The project uses a modular architecture with:

  • LangGraph's ReAct agent for agent orchestration
  • LangChain for LLM interactions and tool integration
  • Wikipedia API as agent's tool
  • FAISS for vector storage (when using RAG), or soon finished GraphRAG
  • Streamlit for the web interface

Setup

  1. Clone the repository:
git clone https://github.com/yourusername/wikipedia-agent.git
cd wikipedia-agent
  1. Install dependencies:
pip install -r requirements.txt
  1. Configure by setting up environment variables in .env:
OPENAI_API_KEY="your_key_here" # if you want to use OpenAI
ANTHROPIC_API_KEY="your_key_here" # if you want to use Anthropic
GOOGLE_API_KEY="your_key_here" # if you want to use Google
LLM="claude-3-5-sonnet-latest"  # or other supported models
USE_RAG="false"  # set to true to enable RAG, is false by default
SYSTEM_PROMPT="your_prompt_here" # if you want to change the default prompt

Usage

Web Interface

python -m streamlit run app.py 

or

streamlit run app.py

Then visit http://localhost:8501 in your browser.

Terminal Interface

python app_terminal.py

RAG Setup

To use RAG functionality instead of Wikipedia search:

  1. Place wikipedia pages text files in the rag_data/ directory (by default includes only artificial_intelligence.txt, physics.txt)
  2. Set USE_RAG=true in your .env file

GraphRAG will work soon too.

Contributing

Contributions are welcome!
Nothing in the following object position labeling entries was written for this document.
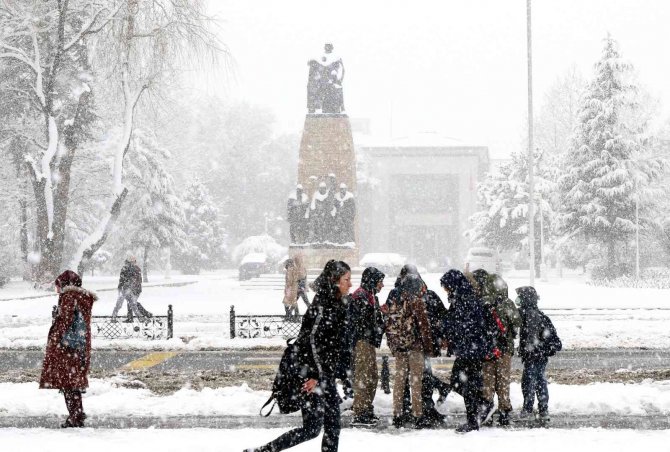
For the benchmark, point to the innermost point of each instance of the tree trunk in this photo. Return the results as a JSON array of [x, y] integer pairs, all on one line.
[[145, 265]]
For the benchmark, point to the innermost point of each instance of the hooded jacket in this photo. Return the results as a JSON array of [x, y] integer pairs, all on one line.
[[367, 322], [465, 325], [321, 341], [64, 368]]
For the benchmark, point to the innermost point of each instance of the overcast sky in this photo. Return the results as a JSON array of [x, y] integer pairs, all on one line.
[[457, 68]]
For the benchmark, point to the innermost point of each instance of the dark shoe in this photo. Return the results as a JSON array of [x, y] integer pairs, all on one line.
[[467, 427], [443, 398], [70, 423], [543, 417], [503, 419], [486, 410], [525, 416], [266, 448], [399, 421]]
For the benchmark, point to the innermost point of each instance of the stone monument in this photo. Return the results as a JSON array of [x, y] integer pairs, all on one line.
[[326, 172]]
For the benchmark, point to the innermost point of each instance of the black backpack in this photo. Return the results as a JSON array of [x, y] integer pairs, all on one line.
[[287, 387], [551, 343]]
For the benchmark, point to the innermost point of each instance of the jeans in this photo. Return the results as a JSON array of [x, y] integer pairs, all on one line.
[[365, 378], [320, 410], [466, 380], [534, 382]]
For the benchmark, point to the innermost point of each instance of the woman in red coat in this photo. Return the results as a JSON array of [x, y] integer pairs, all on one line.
[[68, 353]]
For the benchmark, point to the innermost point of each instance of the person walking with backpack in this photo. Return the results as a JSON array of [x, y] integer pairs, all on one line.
[[468, 339], [409, 337], [68, 353], [367, 325], [130, 288], [319, 347], [538, 341], [497, 373]]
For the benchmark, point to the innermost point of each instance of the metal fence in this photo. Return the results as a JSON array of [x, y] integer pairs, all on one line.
[[149, 328], [251, 326]]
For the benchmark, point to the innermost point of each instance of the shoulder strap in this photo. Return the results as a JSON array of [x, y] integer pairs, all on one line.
[[272, 396]]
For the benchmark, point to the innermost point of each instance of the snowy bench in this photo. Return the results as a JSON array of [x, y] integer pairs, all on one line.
[[150, 328]]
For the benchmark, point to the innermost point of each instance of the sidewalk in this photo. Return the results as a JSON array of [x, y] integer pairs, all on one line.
[[560, 421]]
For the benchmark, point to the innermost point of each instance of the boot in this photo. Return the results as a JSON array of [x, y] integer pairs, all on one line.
[[467, 427], [486, 410], [503, 419]]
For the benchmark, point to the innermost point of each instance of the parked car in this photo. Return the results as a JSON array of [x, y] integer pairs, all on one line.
[[389, 263], [484, 258], [252, 266]]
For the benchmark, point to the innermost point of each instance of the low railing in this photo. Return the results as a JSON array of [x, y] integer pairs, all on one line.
[[150, 328], [251, 326]]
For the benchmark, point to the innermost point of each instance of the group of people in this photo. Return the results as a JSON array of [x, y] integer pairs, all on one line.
[[327, 218], [341, 333]]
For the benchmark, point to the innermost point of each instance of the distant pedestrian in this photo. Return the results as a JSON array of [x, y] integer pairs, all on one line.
[[130, 288], [409, 338], [466, 332], [320, 345], [538, 341], [367, 325], [68, 353]]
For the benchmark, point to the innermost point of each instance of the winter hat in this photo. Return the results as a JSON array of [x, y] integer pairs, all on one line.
[[68, 278], [370, 278], [502, 291], [407, 269], [412, 286], [528, 295]]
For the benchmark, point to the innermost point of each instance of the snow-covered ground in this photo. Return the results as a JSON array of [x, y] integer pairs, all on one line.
[[205, 440], [119, 396], [585, 316]]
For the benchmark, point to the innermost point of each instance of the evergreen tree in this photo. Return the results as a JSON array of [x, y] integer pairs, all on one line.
[[603, 173], [206, 240], [502, 222]]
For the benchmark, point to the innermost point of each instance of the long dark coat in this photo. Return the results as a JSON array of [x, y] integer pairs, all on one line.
[[65, 368]]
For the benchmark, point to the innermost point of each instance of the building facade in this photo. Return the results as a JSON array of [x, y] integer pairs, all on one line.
[[418, 197]]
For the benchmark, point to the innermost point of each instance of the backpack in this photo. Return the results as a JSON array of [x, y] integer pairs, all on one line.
[[287, 386], [75, 336], [551, 343], [399, 327]]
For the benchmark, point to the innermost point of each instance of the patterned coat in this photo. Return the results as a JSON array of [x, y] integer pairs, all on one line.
[[65, 368]]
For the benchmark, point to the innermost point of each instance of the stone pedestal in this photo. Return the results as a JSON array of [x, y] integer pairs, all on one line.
[[327, 147]]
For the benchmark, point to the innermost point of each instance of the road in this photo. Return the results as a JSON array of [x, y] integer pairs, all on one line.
[[227, 360]]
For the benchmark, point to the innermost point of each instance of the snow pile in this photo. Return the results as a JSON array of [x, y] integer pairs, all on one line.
[[215, 440]]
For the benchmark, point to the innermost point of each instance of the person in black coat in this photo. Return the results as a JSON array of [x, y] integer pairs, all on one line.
[[538, 341], [466, 333], [367, 329], [320, 347]]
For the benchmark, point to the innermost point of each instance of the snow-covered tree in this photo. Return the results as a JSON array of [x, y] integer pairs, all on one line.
[[155, 216], [206, 240], [603, 171], [502, 222]]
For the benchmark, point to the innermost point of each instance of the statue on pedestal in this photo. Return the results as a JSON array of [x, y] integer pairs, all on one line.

Please feel free to submit a pull request.

TODO

  • Finish GraphRAG support
  • Implement automatic Wikipedia scraping for RAG data collection
  • Integrate text-to-speech capabilities
  • Add support for more LLM providers (e.g., Mistral, Cohere)
  • Create a Docker container for easy deployment
  • Implement rate limiting and API usage tracking
  • Add support for custom knowledge bases beyond Wikipedia
  • Create a web API endpoint for programmatic access
  • Implement caching to reduce API calls
  • Add support for image and diagram generation
  • Add benchmarking tools for different LLM models
  • Add support for concurrent user sessions
  • Create a configuration UI for easy setup

License

This project is licensed under the MIT License - see the LICENSE file for details.